Wolfrum wasn’t aware of Indermaur’s rejection until I told her about it, but she says that if the diocese is indeed behind it, it’s disturbing that the school didn’t push back more.
“The idea that the diocese could make a decision like that, and that the community wouldn’t stand up for her, is astonishing to me,” Wolfrum says.
Belusik was the only teacher I could find who agreed to go on the record, though another teacher told me that much of Immaculata’s faculty is upset about Indermaur’s treatment. Belusik was raised Catholic but no longer identifies with the denomination—there’s too much she disagrees with, she says—and currently attends services at Duke Memorial United Methodist Church in Durham. She recognizes that speaking out against her employer may cost her her job, but she wants to exhibit the same courage that Duke Memorial pastor Heather Rodrigues showed when she first officiated a marriage between a same-sex couple within the walls of the church.

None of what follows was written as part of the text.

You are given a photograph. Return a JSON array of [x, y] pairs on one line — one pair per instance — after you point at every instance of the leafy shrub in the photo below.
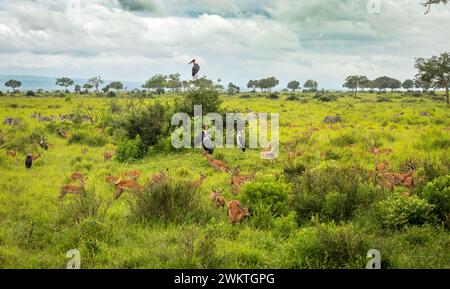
[[87, 138], [150, 124], [207, 97], [171, 200], [326, 247], [437, 193], [131, 149], [397, 212], [332, 192], [268, 195]]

The day after our interview, Belusik asked if she could call me back with something that had kept her up during the night. When I answered the phone, she was crying.
“To those who have been beaten down and traumatized by religion, and threatened in the face of hate, through Christ and through religion—I want to say that there are people who don’t believe that that is our Christ,” Belusik says. “Our Christ would welcome Wilhelmina at the table. The same-sex couple who are the parents of one of my students would be at that table. And the hate would not be welcome at the table.”